AI in cybersecurity defense
AI isn't just an attack tool. The cybersecurity industry is investing heavily in AI for threat detection, response automation, and vulnerability discovery.
Per TakePoint Research, 80% of industrial cybersecurity professionals believe the benefits of AI in security outweigh the risks, and companies using AI-driven detection report identifying threats up to 60% faster than with traditional methods.
The arms race
Both sides are building. Both markets are exploding.
AI cybersecurity tooling and AI voice cloning are both projected to grow roughly 9-10× over their forecast windows. The defenders are spending faster — but the attackers don't need parity to win.
AI cybersecurity market
2021 → 2030
$15B
$135B
9×growth
AI voice cloning market
2023 → 2033
$2.1B
$25.6B
12.2×growth
Translation: your firm is going to depend on vendors and partners for AI-powered defense, whether you plan for it or not.

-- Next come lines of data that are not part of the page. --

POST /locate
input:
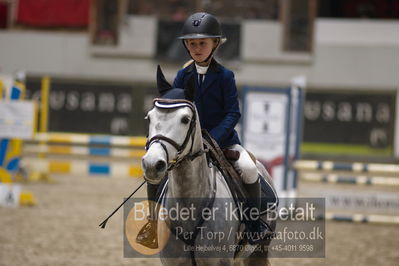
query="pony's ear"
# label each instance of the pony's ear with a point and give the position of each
(189, 89)
(162, 84)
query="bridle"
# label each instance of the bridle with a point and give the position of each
(180, 148)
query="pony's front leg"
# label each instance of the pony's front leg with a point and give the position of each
(215, 261)
(176, 261)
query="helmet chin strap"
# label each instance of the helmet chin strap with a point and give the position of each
(208, 59)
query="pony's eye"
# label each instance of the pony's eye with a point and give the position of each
(185, 119)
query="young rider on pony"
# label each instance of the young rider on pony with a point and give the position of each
(216, 101)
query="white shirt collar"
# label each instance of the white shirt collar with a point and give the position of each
(201, 69)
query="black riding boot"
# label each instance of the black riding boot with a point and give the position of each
(254, 227)
(148, 236)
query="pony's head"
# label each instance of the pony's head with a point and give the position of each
(171, 133)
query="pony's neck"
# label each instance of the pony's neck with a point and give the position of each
(190, 179)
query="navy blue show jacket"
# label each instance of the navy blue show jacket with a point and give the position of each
(216, 101)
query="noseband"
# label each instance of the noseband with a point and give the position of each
(170, 104)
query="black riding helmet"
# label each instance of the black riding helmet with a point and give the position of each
(202, 25)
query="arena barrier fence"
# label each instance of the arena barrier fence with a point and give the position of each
(354, 192)
(65, 153)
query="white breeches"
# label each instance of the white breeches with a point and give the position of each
(245, 165)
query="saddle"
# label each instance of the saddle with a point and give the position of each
(223, 160)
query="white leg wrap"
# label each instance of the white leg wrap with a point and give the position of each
(246, 165)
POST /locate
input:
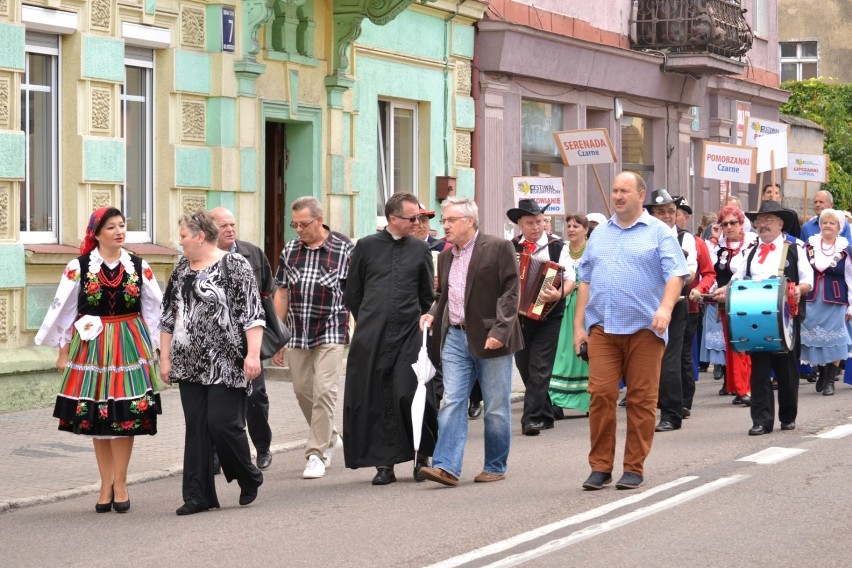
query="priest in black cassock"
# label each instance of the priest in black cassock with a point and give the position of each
(390, 285)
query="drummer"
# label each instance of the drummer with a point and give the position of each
(761, 263)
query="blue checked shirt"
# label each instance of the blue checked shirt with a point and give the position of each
(627, 270)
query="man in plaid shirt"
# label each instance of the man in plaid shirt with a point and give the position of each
(311, 274)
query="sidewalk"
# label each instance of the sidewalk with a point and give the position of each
(41, 464)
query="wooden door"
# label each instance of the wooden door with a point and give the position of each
(276, 191)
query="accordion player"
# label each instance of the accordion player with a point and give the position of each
(535, 275)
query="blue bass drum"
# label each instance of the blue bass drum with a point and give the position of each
(759, 316)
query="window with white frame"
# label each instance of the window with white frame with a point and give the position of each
(539, 153)
(137, 130)
(397, 150)
(760, 18)
(40, 123)
(799, 60)
(637, 147)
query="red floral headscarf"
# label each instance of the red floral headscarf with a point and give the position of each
(90, 243)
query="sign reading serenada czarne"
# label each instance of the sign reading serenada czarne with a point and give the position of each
(585, 147)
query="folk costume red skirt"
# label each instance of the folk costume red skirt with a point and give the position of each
(110, 385)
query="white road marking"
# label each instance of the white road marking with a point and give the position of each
(547, 529)
(607, 526)
(773, 455)
(837, 432)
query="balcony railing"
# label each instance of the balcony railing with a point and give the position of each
(691, 26)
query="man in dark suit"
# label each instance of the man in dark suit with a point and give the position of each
(257, 412)
(480, 334)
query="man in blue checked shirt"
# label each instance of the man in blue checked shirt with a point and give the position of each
(629, 281)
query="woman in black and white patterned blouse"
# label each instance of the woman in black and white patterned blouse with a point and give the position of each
(211, 331)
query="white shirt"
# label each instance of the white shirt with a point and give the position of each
(688, 246)
(769, 268)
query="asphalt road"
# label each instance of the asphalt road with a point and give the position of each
(700, 506)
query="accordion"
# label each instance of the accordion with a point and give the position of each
(536, 274)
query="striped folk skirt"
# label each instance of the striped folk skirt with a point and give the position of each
(109, 387)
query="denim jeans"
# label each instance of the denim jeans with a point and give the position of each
(461, 369)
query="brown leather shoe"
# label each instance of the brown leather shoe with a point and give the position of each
(439, 475)
(485, 477)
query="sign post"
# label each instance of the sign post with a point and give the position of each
(544, 190)
(587, 148)
(728, 162)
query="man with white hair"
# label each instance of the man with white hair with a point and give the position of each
(823, 200)
(477, 309)
(257, 409)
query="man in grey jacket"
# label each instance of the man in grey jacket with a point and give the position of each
(257, 414)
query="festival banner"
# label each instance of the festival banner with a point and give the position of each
(585, 147)
(807, 167)
(757, 127)
(728, 162)
(771, 152)
(544, 190)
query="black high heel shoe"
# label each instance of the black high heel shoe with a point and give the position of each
(121, 506)
(105, 507)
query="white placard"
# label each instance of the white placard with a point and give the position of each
(728, 162)
(758, 127)
(545, 191)
(807, 167)
(771, 151)
(585, 147)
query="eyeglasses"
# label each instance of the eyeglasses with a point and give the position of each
(452, 220)
(301, 224)
(413, 219)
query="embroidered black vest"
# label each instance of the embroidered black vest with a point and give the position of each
(96, 298)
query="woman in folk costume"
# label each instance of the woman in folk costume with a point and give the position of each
(569, 382)
(104, 319)
(825, 331)
(726, 246)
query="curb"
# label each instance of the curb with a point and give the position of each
(25, 502)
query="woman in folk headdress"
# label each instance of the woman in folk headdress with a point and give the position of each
(104, 319)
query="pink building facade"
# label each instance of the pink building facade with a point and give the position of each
(568, 65)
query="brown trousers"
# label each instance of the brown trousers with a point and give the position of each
(637, 359)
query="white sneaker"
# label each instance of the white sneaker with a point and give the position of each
(329, 452)
(315, 468)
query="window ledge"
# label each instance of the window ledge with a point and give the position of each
(273, 55)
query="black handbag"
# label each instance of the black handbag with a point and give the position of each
(275, 334)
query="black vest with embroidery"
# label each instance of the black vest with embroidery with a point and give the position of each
(98, 298)
(834, 287)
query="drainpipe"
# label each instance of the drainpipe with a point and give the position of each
(478, 113)
(447, 115)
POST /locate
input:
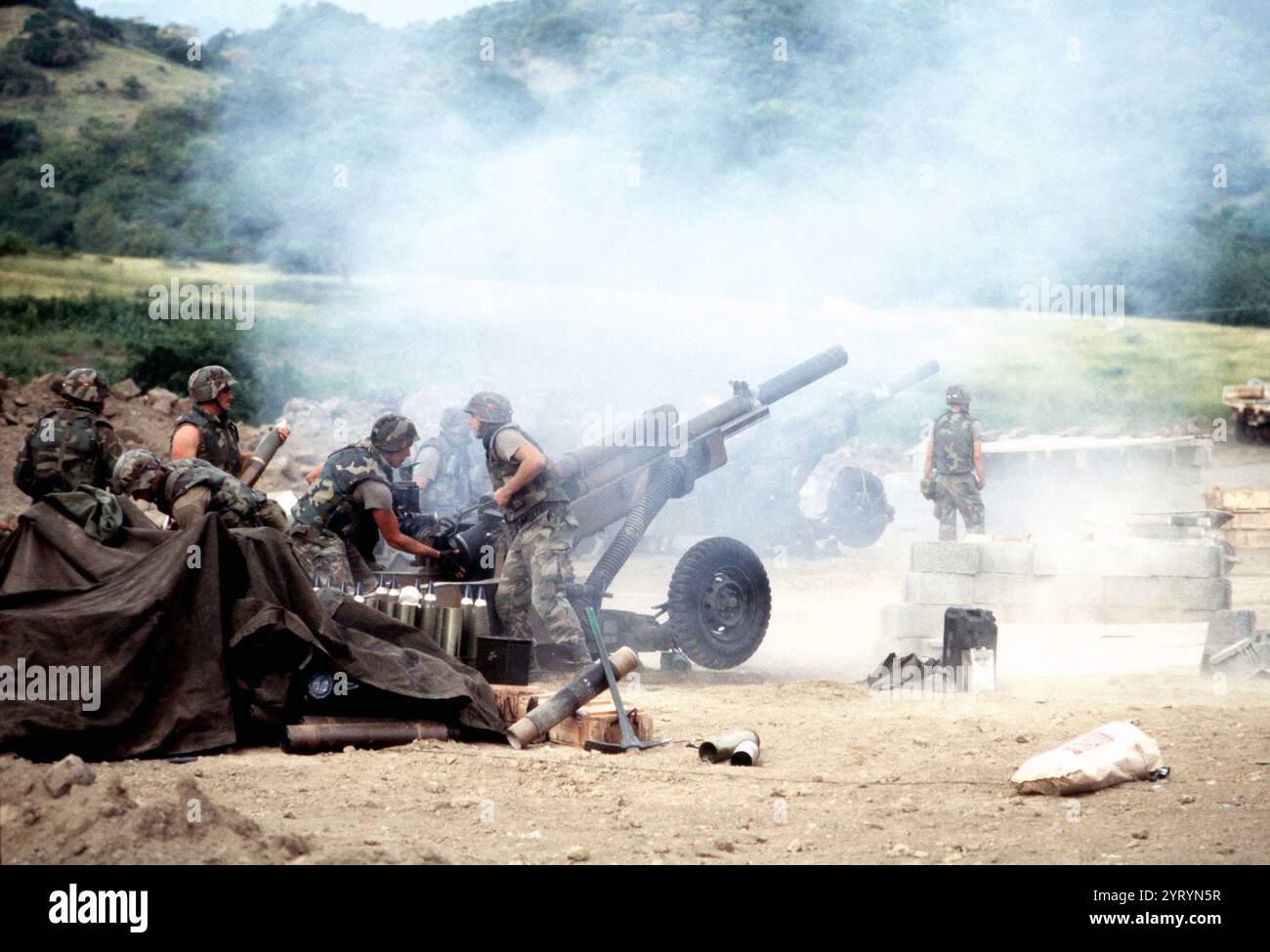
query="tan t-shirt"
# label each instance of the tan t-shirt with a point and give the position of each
(372, 494)
(507, 442)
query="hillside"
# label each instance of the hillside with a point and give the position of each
(97, 88)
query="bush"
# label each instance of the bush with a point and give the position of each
(21, 79)
(134, 88)
(13, 244)
(54, 45)
(18, 138)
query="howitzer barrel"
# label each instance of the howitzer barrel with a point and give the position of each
(800, 376)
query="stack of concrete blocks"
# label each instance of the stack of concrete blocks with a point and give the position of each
(1054, 583)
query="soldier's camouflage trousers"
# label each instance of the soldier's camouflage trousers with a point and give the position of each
(537, 571)
(329, 557)
(957, 493)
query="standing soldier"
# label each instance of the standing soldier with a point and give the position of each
(186, 489)
(354, 485)
(207, 432)
(70, 444)
(955, 453)
(443, 468)
(538, 565)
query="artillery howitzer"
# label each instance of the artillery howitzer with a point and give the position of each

The right time to ask what your MSP is using and where the gaps are is before the next attack — not after.
What to do about it
The stats above all share a pattern: AI has lowered the cost and raised the quality of every attack type that targets human judgment. Phishing emails that used to be obvious are now polished. Voices that used to be unreliable are now convincing. Faces that used to require Hollywood budgets are now generated for free.
Three practical defenses for any business, especially CPA firms and other regulated industries:
- Process, not vigilance. Don't rely on humans recognizing an AI-generated message or call. Build approval processes that don't bend based on who appears to be asking — wire authorizations require a callback to a known number, not the number that called you.
- MFA everywhere. Especially for email, accounting software, and any system that touches money or client data. A password that took 30 seconds to crack still won't work without the second factor.
- AI-aware security training. Annual training was enough when phishing emails had typos. Now it needs to be quarterly, and it needs to include voice-cloning and deepfake examples — not just email screenshots.
Whether you're running a CPA firm or any other regulated business, the threat model has changed. The good news: most of the defense is operational, not technical.